Published online 2016 October 21. Prepublished online 2016 August 15. doi:  10.1128/AAC.00742-16
PMCID: PMC5075100

In Vitro Activity of Isavuconazole against Rasamsonia Species

Abstract

The in vitro susceptibilities to the novel triazole isavuconazole and six other antifungal agents of a large collection of Rasamsonia isolates (n = 47) belonging to seven species were determined. Isavuconazole and voriconazole had no in vitro activity (MIC, >32 mg/liter) against isolates of the Rasamsonia argillacea species complex. The echinocandins were the most potent antifungal drugs against all of the isolates tested (minimum effective concentration, ≤0.19 mg/liter).

TEXT

On the basis of phenotypic, physiological, and molecular data, the genus Rasamsonia was introduced to accommodate thermotolerant and thermophilic Penicillium-like species that produce cylindrical phialides that usually gradually taper toward the apices, distinctly rough-walled stipes and metulae, olive-brown conidia, and ascomata, if present, with a scanty covering (1). In 2013, the Rasamsonia argillacea species complex was investigated and currently consists of four species: R. argillacea sensu lato, R. eburnea, R. piperina, and R. aegroticola (2). R. cylindrospora and R. brevistipitata were shown to be phenotypically similar but genetically more distant (1).

Rasamsonia can be isolated from hot environments and clinical samples, and species belonging to the R. argillacea complex were described as an emerging fungus in immunocompromised hosts and cystic fibrosis patients (3). In particular, this pathogen was reported to cause invasive, disseminated infections in patients with chronic granulomatous diseases or hemato-oncological malignancies (4,7).

Isavuconazole, a novel triazole with broad-spectrum antifungal activity, showed noninferiority to voriconazole for the primary treatment of suspected invasive mold disease (8). In addition, isavuconazole showed activity against mucormycosis with efficacy similar to that of amphotericin B (9) and demonstrated clinical activity against Cryptococcus spp. and dimorphic fungi (10).

The objective of this study was to analyze the in vitro activity of isavuconazole and other antifungal agents against isolates from the R. argillacea species complex and those closely related to them.

A collection of 47 clinical and reference isolates were included in this study. A detailed description of 35 isolates and the method used for identification was published previously (11). The additional 12 isolates were patient isolates from the University Hospital Essen, Essen, Germany.

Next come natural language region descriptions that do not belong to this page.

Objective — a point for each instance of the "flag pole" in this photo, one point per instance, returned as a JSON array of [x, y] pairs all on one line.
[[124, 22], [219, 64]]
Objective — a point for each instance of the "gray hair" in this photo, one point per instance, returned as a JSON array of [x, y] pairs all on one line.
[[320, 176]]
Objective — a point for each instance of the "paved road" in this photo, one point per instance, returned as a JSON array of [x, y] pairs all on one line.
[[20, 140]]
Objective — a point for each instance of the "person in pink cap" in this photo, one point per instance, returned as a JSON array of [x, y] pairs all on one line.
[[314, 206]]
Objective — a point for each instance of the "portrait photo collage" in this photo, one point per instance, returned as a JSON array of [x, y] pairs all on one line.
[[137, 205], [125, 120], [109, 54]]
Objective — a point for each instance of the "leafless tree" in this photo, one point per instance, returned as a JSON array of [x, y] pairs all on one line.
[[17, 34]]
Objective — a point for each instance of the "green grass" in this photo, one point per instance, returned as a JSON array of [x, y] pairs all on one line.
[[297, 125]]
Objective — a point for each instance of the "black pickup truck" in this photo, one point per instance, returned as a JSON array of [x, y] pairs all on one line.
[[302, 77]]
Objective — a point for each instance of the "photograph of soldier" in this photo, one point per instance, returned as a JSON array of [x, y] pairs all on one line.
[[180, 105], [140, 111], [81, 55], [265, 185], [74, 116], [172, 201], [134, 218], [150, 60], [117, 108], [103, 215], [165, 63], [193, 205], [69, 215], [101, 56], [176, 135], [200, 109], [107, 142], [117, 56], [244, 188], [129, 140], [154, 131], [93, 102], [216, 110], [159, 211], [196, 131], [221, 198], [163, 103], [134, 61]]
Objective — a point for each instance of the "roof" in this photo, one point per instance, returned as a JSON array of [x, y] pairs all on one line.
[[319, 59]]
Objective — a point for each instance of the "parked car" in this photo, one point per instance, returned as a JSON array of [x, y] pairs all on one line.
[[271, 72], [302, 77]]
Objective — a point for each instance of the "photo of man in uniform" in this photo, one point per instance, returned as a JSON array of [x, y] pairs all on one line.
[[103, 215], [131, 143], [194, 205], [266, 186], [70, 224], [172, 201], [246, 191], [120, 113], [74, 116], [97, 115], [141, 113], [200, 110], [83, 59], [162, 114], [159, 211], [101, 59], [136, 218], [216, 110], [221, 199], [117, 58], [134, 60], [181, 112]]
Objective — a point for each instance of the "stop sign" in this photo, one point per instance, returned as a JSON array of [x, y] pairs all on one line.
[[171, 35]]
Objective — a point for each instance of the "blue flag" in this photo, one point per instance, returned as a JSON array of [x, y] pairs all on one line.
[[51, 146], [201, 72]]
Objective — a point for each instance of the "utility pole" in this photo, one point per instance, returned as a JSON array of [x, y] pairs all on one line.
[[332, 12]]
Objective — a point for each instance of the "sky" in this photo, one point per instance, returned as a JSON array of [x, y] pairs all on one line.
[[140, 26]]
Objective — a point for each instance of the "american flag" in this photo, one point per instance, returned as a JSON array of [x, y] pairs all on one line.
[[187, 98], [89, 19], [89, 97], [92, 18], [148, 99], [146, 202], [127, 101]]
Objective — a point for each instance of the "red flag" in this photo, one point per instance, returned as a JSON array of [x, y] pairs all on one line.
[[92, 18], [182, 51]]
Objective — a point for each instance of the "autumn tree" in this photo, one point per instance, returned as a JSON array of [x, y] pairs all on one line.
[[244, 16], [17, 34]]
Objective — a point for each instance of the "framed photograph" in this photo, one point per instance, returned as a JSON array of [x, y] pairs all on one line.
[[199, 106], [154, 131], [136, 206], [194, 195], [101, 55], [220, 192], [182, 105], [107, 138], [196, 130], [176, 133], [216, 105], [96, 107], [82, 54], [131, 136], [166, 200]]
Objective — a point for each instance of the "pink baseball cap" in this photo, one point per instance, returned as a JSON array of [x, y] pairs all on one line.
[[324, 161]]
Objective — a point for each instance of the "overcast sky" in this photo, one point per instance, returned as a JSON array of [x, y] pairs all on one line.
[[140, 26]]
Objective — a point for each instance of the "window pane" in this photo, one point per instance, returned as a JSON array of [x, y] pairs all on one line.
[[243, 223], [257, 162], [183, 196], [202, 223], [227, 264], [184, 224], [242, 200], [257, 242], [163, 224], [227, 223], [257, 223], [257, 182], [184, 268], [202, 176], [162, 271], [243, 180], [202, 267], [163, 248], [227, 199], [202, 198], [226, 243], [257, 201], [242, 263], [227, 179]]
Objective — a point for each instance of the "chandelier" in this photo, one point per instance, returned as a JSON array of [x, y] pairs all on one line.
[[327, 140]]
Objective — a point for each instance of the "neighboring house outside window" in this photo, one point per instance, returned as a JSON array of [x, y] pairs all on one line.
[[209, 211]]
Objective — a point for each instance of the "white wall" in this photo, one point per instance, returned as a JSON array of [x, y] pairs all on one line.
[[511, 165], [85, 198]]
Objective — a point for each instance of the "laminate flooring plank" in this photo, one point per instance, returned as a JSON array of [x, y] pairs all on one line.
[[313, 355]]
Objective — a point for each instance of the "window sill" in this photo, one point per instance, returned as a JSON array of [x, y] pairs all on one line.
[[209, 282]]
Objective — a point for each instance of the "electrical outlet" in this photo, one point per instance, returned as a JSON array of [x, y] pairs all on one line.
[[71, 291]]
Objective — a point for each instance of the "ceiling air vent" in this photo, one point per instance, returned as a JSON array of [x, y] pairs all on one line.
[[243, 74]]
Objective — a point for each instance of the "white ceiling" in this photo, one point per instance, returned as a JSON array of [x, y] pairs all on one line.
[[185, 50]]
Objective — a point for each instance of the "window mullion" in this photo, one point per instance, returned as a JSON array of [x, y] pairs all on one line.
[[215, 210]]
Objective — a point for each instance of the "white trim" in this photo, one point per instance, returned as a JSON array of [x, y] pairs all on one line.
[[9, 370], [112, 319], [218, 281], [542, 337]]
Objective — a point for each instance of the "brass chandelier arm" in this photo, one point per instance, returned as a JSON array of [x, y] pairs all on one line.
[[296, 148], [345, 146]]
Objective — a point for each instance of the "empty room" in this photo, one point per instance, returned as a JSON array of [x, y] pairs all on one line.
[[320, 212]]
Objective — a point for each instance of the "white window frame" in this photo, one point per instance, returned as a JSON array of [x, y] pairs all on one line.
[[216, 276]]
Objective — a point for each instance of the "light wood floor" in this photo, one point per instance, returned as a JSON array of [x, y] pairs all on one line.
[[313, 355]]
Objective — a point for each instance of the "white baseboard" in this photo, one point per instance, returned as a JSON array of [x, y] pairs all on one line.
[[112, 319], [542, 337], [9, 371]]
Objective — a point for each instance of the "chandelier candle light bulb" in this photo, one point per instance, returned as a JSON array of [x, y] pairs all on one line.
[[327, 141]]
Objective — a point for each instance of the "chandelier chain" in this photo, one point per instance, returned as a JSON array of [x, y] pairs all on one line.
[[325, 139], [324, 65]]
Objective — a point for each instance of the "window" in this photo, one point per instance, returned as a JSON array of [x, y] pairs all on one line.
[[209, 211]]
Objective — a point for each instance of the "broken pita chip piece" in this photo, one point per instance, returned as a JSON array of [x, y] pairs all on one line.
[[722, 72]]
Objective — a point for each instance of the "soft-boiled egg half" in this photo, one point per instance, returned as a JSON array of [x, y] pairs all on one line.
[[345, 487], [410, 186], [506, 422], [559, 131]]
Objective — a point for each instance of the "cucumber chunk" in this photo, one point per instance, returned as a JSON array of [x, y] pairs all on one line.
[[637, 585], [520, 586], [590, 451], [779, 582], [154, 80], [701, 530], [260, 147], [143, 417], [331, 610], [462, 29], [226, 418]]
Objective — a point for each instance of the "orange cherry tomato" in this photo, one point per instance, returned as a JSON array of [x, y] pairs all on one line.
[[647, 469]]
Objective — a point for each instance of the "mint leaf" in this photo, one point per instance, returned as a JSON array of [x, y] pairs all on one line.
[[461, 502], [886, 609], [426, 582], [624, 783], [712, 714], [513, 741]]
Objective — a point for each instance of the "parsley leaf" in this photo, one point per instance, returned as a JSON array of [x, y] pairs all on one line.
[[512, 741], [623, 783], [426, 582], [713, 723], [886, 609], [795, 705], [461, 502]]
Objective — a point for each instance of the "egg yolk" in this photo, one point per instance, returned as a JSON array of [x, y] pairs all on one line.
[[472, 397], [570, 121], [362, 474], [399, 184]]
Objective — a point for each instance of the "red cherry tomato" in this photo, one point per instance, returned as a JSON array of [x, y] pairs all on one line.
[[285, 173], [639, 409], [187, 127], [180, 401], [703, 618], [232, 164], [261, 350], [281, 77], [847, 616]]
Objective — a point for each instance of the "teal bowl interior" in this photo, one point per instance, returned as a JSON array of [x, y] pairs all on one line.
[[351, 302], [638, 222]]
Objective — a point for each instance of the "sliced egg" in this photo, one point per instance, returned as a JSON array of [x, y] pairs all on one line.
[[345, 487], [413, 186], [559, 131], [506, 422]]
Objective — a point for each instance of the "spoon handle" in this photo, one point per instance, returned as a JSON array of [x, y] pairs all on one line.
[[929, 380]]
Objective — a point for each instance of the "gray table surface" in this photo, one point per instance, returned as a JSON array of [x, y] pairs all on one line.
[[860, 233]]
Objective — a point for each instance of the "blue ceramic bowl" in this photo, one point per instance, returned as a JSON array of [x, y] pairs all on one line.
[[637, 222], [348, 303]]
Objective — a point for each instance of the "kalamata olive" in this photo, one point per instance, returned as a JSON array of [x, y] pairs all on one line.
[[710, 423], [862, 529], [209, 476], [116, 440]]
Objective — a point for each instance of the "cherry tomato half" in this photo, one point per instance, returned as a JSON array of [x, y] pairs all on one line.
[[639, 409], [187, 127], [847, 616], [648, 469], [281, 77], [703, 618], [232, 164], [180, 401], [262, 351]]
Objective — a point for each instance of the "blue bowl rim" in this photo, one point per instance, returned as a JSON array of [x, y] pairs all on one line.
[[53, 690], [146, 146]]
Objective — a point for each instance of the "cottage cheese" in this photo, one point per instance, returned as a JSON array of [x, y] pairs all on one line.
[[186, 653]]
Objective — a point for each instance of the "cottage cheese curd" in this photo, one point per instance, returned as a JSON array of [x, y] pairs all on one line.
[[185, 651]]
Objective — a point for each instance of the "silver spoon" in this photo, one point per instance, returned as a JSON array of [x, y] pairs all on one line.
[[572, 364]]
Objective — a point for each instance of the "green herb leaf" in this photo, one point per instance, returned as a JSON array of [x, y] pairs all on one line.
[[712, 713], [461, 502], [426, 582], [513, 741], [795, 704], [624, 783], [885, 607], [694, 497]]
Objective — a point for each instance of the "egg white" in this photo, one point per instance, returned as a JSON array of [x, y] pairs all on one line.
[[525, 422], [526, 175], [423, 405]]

Susceptibility testing was performed with EUCAST E.Def 9.3 as recently described (12). All of the isolates were cultured on malt agar (Oxoid, Wesel, Germany) before testing. The drug concentrations used ranged from 0.0625 to 32 mg/liter for isavuconazole (Basilea, Basel Switzerland), voriconazole (Sigma-Aldrich, Munich, Germany), and amphotericin B (Sigma-Aldrich); from 0.03125 to 16 mg/liter for posaconazole (Hycultec, Beutelsbach, Germany) and itraconazole (Sigma-Aldrich); and from 0.0078 to 4 mg/liter for micafungin (Hycultec) and caspofungin (Sigma-Aldrich). A stock isavuconazole solution (Basila, Basel, Switzerland) was dissolved in dimethyl sulfoxide (Sigma-Aldrich) in accordance with the manufacturer's instructions. After inoculation, the prepared plates were incubated at 36°C for 2 days and visually assessed. The minimum effective concentrations (MECs) of micafungin and caspofungin were determined microscopically as the lowest concentrations of the drugs promoting abnormal, short, and branched hyphal clusters (12). For calculation of the geometric mean (GM), MICs of >16 mg/liter were set at 32 mg/liter. A clinical Aspergillus fumigatus isolate and a Candida parapsilosis reference strain (ATCC 22019) recommended by EUCAST were used as controls. Isavuconazole breakpoints are defined for A. fumigatus (≤1 mg/liter for susceptible, >1 mg/liter for resistant) by EUCAST version 8.0 (valid from 16 November 2015).

The in vitro susceptibilities (the GM and range of the MIC) of the different Rasamsonia isolates to isavuconazole and the other antifungals are shown in Table 1. The isavuconazole MICs for all of the isolates in the R. argillacea species complex (R. argillacea, R. aegroticola, R. eburnea, and R. piperina) were high (>32 mg/liter). Voriconazole had also no activity against isolates in the R. argillacea species complex. The GMs of the MICs of amphotericin B, posaconazole, and itraconazole were variable. The MECs of micafungin and caspofungin for all of the Rasamsonia isolates were low. For R. cyclindrospora and R. brevistipitata, the overall MICs/MECs of all of the antifungals tested were low.

TABLE 1
In vitro susceptibilities of Rasamsonia species to seven antifungal agents, including isavuconazole

Here, we show for the first time that the isavuconazole MICs for the emerging pathogenic R. aergillacea species complex in vitro are high, suggesting no meaningful activity.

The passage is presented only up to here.